On a recent Saturday at campaign headquarters, Tubbs grabbed a piece of cold pizza and posed for photos with 13-year-old twins Selena and Sabrina and 12-year-old Alise — ignoring the advice of political consultants who have told him to avoid being in pictures with children because it emphasizes his youth. (He did, however, grow a mustache.)
The girls' foster mother, Francis Hilliard, looked on in serious appraisal.
Over the years she's raised 25 children. She's fought for a public swimming pool to stay open during the hot delta summers ("still working on that") and served in numerous community organizations.
She's walking precincts for Tubbs.
"My husband and I are underwater on our house — like everyone else," Hilliard said. "The city is bankrupt. The gangs are getting more violent. What else are you going to do but get out the door and be very active in helping this young man change things?"
When Tubbs launched his campaign last spring, this city's old guard said he didn't have a chance. He was too young, too inexperienced and didn't know the right players. A tete-a-tete with the talk-show queen might raise his profile, but it wasn't going to sway the vote in this working-class city.
Then Tubbs won his June primary by 14 percentage points. In the history of Stockton, there's only been one candidate who lost the nonpartisan citywide November election after winning the district vote.
If he wins Tuesday's election, said longtime Stockton political columnist Michael Fitzgerald, the big question becomes: "Can he effect change, or is Stockton where a promising young man's dreams go to die?"

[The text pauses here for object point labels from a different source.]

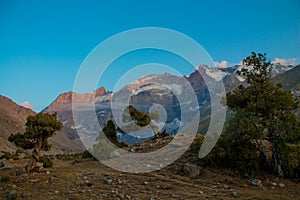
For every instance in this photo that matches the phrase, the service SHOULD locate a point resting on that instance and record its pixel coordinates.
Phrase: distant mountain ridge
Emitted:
(12, 120)
(143, 94)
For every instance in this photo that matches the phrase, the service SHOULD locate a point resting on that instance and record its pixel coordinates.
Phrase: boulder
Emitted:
(191, 170)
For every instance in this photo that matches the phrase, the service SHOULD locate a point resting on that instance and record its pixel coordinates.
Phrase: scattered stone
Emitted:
(191, 170)
(12, 195)
(24, 194)
(281, 185)
(234, 194)
(108, 181)
(256, 182)
(89, 184)
(120, 196)
(264, 188)
(226, 186)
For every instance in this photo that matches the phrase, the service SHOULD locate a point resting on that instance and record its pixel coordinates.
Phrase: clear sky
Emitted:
(43, 43)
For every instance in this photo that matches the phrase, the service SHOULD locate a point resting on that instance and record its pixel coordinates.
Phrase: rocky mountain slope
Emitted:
(150, 91)
(12, 120)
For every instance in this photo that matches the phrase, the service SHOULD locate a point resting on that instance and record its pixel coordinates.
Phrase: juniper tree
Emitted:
(262, 111)
(38, 129)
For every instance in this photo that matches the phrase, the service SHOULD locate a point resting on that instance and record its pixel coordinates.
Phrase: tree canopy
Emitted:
(38, 129)
(262, 111)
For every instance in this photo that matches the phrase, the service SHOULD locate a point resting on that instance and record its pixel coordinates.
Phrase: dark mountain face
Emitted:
(12, 120)
(170, 95)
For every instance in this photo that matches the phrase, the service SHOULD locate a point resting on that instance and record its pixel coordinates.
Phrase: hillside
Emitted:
(12, 120)
(290, 79)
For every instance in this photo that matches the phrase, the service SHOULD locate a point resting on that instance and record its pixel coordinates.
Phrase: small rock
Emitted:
(12, 195)
(274, 184)
(191, 170)
(281, 185)
(264, 188)
(226, 186)
(234, 194)
(25, 194)
(108, 181)
(256, 182)
(121, 196)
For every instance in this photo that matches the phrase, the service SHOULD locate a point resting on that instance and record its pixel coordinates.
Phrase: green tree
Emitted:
(38, 129)
(262, 111)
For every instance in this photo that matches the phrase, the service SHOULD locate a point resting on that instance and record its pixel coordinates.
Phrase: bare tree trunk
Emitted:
(34, 164)
(277, 161)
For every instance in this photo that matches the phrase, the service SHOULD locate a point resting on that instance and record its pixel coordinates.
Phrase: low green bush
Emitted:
(47, 162)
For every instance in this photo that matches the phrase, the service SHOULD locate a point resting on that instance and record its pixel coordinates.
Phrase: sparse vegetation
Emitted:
(46, 160)
(4, 178)
(38, 129)
(262, 112)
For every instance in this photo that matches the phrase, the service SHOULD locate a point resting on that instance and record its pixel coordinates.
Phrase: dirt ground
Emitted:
(89, 179)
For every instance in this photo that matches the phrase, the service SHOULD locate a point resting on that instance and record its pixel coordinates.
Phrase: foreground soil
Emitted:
(89, 179)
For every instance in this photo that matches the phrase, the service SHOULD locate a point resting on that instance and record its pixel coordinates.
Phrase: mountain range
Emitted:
(154, 91)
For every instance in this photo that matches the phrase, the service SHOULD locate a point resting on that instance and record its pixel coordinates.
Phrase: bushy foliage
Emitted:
(9, 156)
(262, 111)
(47, 162)
(4, 178)
(38, 129)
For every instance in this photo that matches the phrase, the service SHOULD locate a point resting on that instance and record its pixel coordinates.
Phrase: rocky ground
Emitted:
(89, 179)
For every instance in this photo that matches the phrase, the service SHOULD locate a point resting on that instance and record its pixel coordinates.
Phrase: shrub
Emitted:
(47, 162)
(4, 178)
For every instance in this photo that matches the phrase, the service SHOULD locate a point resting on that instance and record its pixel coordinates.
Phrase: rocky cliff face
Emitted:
(12, 120)
(64, 101)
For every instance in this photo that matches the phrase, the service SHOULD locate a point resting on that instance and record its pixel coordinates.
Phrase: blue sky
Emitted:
(43, 43)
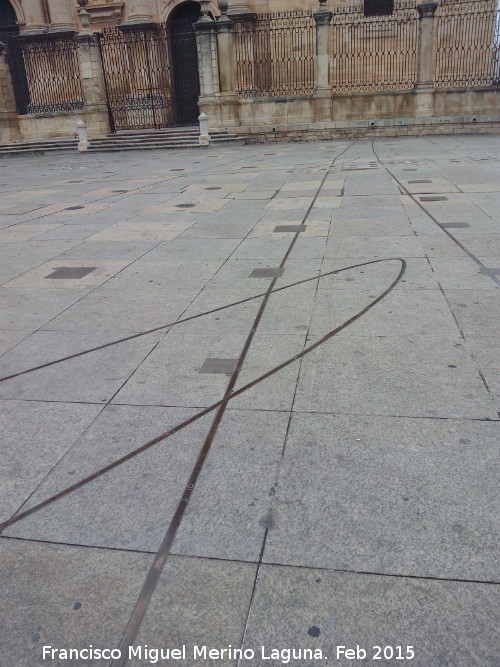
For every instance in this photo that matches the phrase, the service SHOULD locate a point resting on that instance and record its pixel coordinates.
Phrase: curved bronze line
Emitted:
(214, 406)
(182, 321)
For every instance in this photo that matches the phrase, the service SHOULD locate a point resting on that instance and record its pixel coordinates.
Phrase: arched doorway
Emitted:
(8, 30)
(8, 20)
(184, 56)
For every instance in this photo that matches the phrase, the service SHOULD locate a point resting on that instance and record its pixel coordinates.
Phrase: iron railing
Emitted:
(45, 73)
(467, 43)
(137, 72)
(372, 53)
(275, 54)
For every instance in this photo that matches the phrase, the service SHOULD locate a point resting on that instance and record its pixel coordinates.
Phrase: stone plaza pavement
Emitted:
(347, 500)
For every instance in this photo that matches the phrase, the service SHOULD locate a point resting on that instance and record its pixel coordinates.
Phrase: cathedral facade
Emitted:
(268, 69)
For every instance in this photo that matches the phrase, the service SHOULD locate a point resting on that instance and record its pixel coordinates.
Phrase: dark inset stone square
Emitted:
(266, 273)
(490, 272)
(224, 366)
(290, 228)
(71, 272)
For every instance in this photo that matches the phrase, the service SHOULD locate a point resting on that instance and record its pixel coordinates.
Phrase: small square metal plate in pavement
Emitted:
(490, 272)
(266, 273)
(71, 272)
(224, 366)
(290, 228)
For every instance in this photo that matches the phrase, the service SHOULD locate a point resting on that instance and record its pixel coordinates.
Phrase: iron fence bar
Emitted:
(46, 73)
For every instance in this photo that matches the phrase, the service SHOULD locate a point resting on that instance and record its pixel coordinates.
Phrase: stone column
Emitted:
(226, 54)
(323, 18)
(426, 54)
(424, 87)
(36, 19)
(323, 94)
(61, 16)
(95, 110)
(9, 127)
(207, 55)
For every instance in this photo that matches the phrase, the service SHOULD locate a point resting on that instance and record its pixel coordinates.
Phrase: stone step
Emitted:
(134, 140)
(159, 146)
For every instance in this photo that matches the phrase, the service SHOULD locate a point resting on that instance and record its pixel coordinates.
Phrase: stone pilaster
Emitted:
(424, 88)
(9, 128)
(36, 19)
(323, 18)
(141, 12)
(96, 110)
(323, 95)
(206, 44)
(61, 16)
(226, 54)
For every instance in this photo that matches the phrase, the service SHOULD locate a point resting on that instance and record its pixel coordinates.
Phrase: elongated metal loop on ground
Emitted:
(232, 395)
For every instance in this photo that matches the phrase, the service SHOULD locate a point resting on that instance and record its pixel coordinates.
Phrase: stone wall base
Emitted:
(51, 125)
(388, 127)
(329, 115)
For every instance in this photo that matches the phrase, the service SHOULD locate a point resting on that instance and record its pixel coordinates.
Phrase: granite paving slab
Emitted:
(129, 507)
(93, 378)
(431, 483)
(29, 308)
(34, 438)
(442, 623)
(199, 602)
(61, 596)
(394, 376)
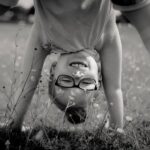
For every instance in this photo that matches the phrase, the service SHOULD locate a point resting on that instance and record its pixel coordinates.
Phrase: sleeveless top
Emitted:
(66, 25)
(130, 5)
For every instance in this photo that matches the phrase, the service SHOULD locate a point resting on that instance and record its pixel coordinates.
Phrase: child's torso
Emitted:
(64, 23)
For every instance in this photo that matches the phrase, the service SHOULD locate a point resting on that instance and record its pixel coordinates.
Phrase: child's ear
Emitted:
(51, 79)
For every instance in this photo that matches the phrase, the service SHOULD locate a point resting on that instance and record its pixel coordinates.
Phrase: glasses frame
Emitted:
(74, 84)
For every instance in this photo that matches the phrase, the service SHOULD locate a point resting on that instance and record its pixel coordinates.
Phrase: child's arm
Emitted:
(111, 59)
(5, 5)
(33, 63)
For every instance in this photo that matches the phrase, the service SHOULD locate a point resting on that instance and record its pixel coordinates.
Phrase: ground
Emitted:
(135, 83)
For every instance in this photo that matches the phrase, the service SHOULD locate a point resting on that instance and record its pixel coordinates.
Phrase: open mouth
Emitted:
(78, 64)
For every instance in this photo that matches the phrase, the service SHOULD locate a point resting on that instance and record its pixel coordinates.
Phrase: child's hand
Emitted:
(86, 3)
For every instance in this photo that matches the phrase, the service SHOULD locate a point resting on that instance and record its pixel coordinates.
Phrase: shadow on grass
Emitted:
(136, 137)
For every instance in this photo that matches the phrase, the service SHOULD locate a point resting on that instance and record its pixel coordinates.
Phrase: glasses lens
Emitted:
(65, 81)
(87, 84)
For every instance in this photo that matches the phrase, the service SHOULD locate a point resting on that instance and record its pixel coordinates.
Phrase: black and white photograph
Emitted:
(74, 74)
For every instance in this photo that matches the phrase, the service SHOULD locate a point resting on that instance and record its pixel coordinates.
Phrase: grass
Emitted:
(59, 134)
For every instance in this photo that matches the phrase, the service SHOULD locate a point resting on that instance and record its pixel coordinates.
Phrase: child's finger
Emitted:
(86, 3)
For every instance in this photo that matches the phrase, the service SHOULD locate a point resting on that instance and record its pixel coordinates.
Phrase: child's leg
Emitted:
(33, 63)
(141, 20)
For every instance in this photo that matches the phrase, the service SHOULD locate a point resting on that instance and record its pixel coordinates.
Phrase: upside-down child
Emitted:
(77, 36)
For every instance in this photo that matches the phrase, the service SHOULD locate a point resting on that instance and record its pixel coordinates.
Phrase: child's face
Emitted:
(79, 73)
(78, 66)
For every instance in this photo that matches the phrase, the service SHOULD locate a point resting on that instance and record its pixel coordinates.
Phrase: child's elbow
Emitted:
(114, 93)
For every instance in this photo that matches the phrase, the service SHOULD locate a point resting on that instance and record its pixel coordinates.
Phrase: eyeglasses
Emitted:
(66, 81)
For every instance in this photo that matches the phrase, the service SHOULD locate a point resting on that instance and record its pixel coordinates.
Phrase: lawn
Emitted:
(135, 85)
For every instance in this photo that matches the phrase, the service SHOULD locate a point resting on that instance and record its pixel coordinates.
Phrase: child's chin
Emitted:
(76, 115)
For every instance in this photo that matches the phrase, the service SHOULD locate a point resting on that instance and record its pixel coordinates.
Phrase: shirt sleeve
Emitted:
(9, 2)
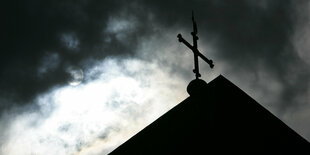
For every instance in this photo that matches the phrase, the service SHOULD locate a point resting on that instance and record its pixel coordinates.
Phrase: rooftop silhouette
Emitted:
(217, 118)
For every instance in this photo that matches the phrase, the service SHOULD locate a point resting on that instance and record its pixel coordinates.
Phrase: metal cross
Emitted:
(195, 50)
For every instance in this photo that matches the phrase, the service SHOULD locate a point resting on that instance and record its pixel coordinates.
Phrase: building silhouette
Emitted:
(217, 118)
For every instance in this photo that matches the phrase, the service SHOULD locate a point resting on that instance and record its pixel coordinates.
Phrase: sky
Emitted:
(81, 77)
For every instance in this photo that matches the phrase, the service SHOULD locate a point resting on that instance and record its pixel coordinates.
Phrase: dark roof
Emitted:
(222, 119)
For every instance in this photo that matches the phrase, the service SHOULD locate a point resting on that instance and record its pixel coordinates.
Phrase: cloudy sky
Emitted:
(81, 77)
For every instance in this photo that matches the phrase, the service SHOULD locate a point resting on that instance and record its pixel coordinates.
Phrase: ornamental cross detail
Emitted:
(195, 50)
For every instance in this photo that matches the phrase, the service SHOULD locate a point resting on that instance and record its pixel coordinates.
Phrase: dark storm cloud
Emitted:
(49, 36)
(248, 35)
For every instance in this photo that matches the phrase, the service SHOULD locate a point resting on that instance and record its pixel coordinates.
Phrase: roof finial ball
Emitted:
(196, 86)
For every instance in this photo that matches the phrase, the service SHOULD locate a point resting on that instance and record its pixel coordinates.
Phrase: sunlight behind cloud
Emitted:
(126, 95)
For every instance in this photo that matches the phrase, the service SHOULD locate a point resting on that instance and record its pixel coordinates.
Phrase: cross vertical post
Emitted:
(194, 49)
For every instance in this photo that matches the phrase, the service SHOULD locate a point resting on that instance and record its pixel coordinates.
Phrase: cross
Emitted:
(195, 50)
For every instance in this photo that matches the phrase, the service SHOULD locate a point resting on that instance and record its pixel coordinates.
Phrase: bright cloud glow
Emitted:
(81, 119)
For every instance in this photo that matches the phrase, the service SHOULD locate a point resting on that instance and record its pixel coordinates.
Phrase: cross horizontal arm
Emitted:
(196, 51)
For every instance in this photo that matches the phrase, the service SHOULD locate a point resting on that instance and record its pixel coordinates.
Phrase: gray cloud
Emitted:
(260, 45)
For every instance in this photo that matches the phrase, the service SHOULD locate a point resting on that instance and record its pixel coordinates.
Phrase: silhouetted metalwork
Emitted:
(194, 48)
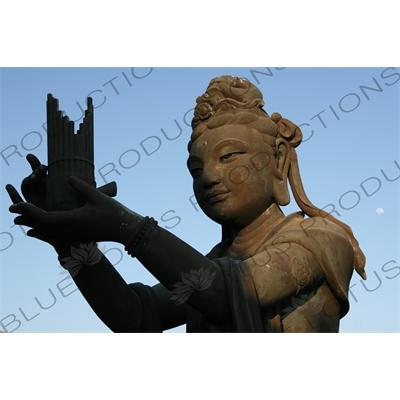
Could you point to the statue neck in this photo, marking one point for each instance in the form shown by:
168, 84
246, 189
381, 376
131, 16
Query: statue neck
249, 240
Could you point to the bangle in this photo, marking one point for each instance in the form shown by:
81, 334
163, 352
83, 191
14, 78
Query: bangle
140, 235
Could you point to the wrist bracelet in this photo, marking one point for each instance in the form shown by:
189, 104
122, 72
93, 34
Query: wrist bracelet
140, 235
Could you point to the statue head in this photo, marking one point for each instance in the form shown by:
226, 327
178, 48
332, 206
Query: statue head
231, 127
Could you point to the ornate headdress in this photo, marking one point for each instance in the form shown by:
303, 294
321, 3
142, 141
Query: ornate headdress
233, 100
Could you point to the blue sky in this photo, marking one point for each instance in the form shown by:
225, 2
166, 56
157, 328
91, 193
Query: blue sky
349, 160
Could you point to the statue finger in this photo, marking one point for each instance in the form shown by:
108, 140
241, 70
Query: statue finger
33, 161
82, 187
31, 212
14, 195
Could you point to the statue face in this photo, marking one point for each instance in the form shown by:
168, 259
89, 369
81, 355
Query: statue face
232, 177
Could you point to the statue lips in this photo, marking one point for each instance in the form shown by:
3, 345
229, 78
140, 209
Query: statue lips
216, 195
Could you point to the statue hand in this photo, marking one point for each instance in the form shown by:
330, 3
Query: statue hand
33, 187
100, 219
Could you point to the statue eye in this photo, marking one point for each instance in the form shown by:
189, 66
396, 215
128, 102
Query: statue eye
229, 155
196, 172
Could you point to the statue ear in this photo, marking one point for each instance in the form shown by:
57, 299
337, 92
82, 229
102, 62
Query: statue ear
282, 163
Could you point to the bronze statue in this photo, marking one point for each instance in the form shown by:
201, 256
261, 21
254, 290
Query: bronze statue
269, 273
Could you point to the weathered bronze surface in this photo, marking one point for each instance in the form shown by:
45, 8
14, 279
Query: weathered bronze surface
269, 273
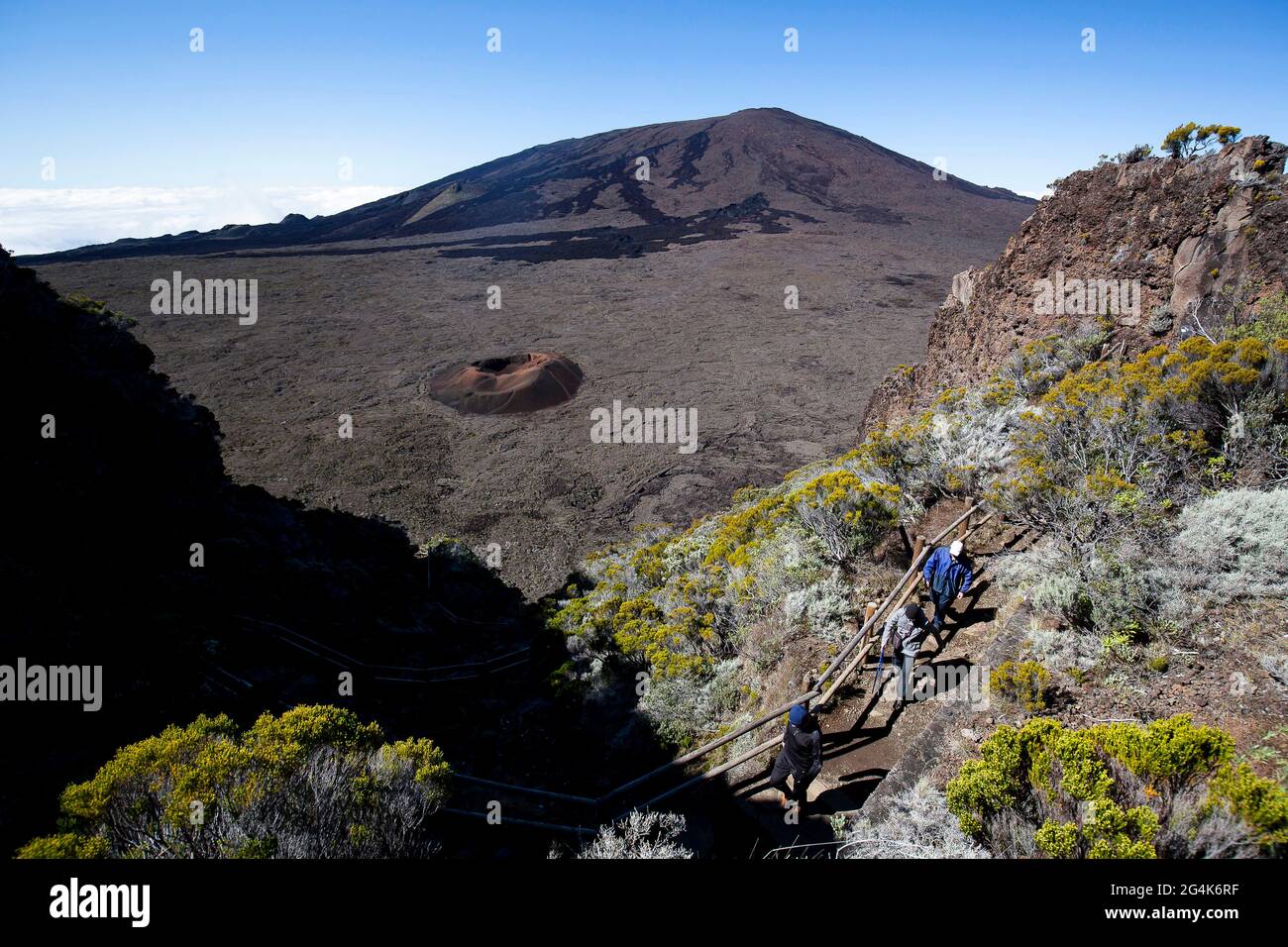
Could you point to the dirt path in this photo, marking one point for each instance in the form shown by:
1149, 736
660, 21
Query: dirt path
862, 737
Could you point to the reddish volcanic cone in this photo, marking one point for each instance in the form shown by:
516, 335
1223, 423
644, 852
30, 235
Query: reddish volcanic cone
514, 384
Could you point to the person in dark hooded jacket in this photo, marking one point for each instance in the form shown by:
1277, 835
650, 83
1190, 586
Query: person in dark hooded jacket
802, 757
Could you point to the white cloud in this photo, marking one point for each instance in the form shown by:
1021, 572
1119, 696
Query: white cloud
35, 221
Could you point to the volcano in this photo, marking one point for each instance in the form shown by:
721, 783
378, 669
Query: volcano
760, 269
642, 189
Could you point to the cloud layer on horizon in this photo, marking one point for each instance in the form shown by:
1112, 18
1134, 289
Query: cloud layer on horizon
38, 221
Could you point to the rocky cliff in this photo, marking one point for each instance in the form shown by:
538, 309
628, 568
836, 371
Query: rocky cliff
1176, 243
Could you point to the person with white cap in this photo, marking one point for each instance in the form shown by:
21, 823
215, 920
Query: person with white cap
949, 578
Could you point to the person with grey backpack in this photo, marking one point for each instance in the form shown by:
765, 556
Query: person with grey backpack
905, 631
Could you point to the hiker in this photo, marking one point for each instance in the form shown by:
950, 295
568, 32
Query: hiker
905, 631
802, 757
948, 578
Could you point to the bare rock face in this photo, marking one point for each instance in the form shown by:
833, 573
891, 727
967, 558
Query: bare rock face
1185, 232
514, 384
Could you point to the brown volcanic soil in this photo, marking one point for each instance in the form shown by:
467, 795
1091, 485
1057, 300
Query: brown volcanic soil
509, 385
666, 294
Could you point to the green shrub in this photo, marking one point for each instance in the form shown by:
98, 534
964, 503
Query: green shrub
1026, 684
1109, 791
312, 783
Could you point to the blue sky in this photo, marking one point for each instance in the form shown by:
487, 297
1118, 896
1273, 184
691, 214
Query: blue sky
146, 134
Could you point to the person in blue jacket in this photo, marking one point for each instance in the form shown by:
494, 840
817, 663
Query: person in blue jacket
948, 578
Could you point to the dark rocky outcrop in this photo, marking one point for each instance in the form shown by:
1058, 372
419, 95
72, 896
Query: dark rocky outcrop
1188, 231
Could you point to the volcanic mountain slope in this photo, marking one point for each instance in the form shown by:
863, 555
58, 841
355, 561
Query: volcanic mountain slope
668, 292
761, 165
108, 489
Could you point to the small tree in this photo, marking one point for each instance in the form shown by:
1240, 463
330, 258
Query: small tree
1189, 140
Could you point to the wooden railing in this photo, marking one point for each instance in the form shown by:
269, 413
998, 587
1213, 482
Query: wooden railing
848, 660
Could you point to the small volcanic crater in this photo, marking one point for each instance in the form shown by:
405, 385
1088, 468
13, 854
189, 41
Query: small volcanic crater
515, 384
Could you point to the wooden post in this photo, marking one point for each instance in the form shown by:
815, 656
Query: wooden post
964, 527
907, 541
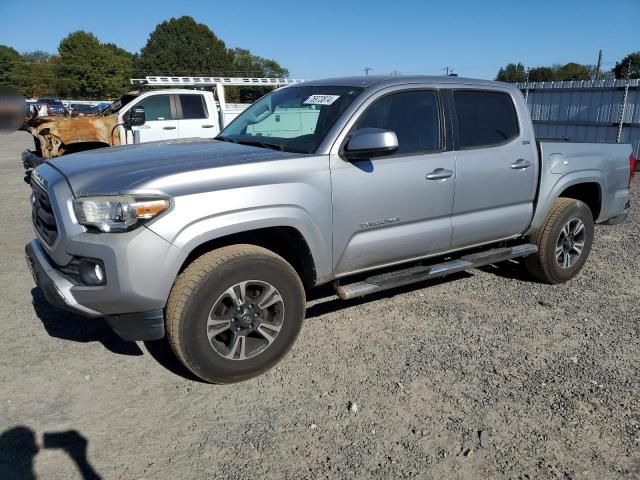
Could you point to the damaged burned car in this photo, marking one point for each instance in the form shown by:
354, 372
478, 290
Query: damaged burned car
55, 136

Times are dark in this port city of almost 300,000.
In June, it became the biggest U.S. city to file for bankruptcy protection. There have been 62 homicides this year, surpassing the city's record of 58 in 2011. Violent crime is spreading into leafy neighborhoods that once were spared the gunfire of the urban core.
The violence is not new to many of the people supporting Tubbs. Patrick Martin, 18, a polite young man who works the candidate's phone bank, went to the funerals of two friends who were shot this year.
"It almost didn't faze him. Which was the scariest part," said Tubbs' field manager, Lange Luntao, a 22-year-old Harvard graduate who was also raised in Stockton.
Tubbs grew up on the south side of the city, thinking gunfire was just a part of life.
"I didn't even know I was from a bad neighborhood until I left and went to Stanford," he said. "I had to get away to see this isn't normal."
Tubbs was 12 when he first met his father, a man in a prison jumpsuit. When Tubbs asked him what he was in for, his father said that for a black man it was either prison or death.
Young Tubbs walked out vowing his life would be different.
At 15, he said, he came home from school one day to find his mother sobbing. She'd been turned down again for a promotion at her clerical job because she didn't have a college degree. Tubbs held his mother and made a promise to her, and himself, that lack of an education would never hold him back.
In high school, an essay he wrote recalling those moments won first place in a contest judged by novelist Alice Walker.